Sinif Mucadelesi
ABD

Irkçılık sömürü düzeninin bir ürünü

Perşembe 9 Temmuz 2015

17 haziranda “beyaz ırk üstünlüğünü” savunan bir kişi, Güney Carolina’in Charleston kentinde bir kilisedeki 9 siyahiyi katletti. Bu kilise 19’uncu yüzyılın başında, siyahilerin köleliğe karşı yürüttükleri isyanın merkezlerinden biri idi.

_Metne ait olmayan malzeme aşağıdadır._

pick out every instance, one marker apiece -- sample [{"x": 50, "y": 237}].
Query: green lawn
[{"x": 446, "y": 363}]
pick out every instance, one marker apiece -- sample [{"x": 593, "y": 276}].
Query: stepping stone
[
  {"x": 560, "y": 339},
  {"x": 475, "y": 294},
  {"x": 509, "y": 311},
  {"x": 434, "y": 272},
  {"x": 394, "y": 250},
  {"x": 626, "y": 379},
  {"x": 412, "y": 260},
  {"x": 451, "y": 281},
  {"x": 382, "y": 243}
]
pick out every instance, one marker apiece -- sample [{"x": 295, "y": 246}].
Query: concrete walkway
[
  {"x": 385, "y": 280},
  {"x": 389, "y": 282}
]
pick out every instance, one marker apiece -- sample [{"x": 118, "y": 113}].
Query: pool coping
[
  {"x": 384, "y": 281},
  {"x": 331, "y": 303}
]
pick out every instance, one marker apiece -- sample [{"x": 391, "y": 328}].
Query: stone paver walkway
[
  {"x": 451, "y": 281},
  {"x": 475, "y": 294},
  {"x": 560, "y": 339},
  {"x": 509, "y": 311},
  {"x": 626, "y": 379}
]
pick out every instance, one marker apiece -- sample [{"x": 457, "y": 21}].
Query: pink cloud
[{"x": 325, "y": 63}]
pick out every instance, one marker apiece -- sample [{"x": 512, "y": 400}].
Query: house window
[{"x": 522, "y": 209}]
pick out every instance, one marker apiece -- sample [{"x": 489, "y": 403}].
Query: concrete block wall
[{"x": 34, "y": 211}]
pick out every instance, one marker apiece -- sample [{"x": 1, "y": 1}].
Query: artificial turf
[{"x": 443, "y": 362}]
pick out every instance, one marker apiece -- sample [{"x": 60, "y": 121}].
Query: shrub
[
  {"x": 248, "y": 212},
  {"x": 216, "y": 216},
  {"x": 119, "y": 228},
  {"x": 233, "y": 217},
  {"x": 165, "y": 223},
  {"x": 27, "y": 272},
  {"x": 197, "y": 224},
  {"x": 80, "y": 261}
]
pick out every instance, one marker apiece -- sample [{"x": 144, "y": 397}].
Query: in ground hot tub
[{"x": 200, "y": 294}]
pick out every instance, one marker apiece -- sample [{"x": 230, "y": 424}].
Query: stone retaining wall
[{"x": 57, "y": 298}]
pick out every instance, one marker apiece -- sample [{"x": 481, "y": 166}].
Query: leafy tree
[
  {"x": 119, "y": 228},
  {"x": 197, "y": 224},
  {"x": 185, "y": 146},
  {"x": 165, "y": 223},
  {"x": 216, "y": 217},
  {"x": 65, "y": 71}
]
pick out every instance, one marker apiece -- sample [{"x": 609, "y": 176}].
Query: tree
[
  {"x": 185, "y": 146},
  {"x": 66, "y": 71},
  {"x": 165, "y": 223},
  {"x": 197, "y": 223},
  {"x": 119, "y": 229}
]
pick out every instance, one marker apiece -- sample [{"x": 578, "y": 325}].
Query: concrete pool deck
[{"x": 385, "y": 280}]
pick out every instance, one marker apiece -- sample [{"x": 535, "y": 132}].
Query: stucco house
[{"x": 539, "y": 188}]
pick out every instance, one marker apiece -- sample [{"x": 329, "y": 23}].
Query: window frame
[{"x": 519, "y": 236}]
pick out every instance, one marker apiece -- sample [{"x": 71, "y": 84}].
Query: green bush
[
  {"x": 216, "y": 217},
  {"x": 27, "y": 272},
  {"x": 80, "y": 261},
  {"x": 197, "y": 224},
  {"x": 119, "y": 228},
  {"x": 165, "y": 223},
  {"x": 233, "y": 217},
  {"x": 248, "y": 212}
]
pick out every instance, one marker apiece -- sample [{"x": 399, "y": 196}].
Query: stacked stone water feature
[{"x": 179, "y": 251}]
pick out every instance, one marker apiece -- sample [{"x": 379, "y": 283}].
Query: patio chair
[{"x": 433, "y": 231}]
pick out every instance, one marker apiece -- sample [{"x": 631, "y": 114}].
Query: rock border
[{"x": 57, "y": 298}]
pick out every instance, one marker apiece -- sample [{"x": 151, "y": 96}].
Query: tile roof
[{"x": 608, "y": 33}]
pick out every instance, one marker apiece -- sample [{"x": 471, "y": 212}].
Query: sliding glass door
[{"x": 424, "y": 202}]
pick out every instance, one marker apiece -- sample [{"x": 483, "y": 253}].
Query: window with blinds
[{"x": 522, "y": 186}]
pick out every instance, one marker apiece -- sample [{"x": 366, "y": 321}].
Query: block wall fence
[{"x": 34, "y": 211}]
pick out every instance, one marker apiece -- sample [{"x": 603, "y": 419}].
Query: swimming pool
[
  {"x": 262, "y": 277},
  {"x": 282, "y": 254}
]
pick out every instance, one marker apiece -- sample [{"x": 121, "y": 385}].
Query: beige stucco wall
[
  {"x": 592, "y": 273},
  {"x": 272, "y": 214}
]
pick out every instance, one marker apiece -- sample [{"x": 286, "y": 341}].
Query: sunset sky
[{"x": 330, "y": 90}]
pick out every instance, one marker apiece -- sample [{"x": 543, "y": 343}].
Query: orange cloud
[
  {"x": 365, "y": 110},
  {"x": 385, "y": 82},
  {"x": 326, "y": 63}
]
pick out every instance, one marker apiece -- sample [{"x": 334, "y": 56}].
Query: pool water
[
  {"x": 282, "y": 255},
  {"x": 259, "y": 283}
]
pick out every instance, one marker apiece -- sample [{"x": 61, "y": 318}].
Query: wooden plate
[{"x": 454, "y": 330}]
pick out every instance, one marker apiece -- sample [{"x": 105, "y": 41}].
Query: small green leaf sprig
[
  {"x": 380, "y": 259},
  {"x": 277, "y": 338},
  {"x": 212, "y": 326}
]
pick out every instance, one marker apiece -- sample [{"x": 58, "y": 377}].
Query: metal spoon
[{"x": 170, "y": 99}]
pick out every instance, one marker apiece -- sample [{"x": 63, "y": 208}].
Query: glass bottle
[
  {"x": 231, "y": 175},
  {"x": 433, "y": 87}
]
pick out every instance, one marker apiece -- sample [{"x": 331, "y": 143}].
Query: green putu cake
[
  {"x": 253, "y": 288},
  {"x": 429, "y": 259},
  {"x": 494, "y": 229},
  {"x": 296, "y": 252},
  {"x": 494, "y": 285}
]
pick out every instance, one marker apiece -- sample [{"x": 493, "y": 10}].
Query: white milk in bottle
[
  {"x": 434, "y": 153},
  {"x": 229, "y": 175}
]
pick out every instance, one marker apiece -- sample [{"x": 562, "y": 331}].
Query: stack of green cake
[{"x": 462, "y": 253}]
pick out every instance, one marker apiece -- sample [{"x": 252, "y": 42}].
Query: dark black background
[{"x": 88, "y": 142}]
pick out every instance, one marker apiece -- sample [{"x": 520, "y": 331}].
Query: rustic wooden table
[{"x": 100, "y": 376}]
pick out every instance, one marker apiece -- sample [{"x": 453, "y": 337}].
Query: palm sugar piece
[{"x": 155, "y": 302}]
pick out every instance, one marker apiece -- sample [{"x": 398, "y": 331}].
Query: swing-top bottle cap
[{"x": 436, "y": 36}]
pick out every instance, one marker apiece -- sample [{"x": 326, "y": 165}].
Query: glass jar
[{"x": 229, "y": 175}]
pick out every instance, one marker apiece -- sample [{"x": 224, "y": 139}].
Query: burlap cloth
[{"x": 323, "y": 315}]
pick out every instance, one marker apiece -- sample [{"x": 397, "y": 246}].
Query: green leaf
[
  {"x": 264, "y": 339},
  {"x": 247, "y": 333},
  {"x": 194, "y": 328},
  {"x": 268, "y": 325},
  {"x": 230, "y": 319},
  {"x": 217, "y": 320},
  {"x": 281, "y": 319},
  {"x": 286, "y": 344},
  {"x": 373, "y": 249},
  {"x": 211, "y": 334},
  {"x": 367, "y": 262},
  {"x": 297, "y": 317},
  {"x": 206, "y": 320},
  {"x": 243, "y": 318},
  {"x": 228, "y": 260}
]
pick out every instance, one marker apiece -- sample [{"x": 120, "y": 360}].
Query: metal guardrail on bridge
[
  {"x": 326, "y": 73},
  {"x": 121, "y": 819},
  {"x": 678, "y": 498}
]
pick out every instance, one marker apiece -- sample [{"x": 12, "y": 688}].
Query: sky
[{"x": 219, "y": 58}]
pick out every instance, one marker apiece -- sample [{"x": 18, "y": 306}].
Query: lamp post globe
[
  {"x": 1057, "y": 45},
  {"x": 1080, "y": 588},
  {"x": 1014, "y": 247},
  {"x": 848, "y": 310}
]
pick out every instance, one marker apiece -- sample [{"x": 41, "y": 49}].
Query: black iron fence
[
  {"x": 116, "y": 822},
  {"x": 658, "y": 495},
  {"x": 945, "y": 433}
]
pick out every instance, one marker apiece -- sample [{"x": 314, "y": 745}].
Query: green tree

Obama bu konuyla ilgili yaptığı ilk açıklamada temel olarak ülkede silahların yeteri kadar denetim altında olmadığına vurgu yaptı ancak ABD toplum ve devlet kurumlarında hakim olan ırkçılığa vurgu yapmadı. Sonra bu konuya değinmeye mecbur kalınca, ırkçılıktan söz etti ama sadece soyut laflarla sınırlı kalıp silahsız siyahilerin, beyaz polisler tarafından öldürülmesinin kötü bir şey olduğunu ve hoşgörü gerekliliğine vurgu yaptı.

Farklı renklerine rağmen ulusal birlik gereklidir, iyi niyetli insanlar arasında barışçı bir şekilde yaşamalıyız gibi söylemler, ırkçılar tarafından öldürülenlerin yakınlarının katilleri affetmesi, ne geçmişte ne de bugün, siyahileri linç eden, öldüren Klu Klux Klun katillerini etkisiz hale getirmedi. ABD’de ırkçılığı ve onun getirdiği baskıları gerileten dönemler, 1960’lı yıllarda olduğu gibi siyahilerin kararlı bir şekilde, bazen şiddet de uygulayarak, mücadeleler yürüttükleri dönemdi. En azından belirli bir süre bile olsa, aktif veya potansiyel tehlike olan beyaz ırkçılara geri adım attıran ve onları susturan, siyahilerin kitlesel olarak, en kararlı olanların silahlanarak, yürüttükleri mücadeleydi.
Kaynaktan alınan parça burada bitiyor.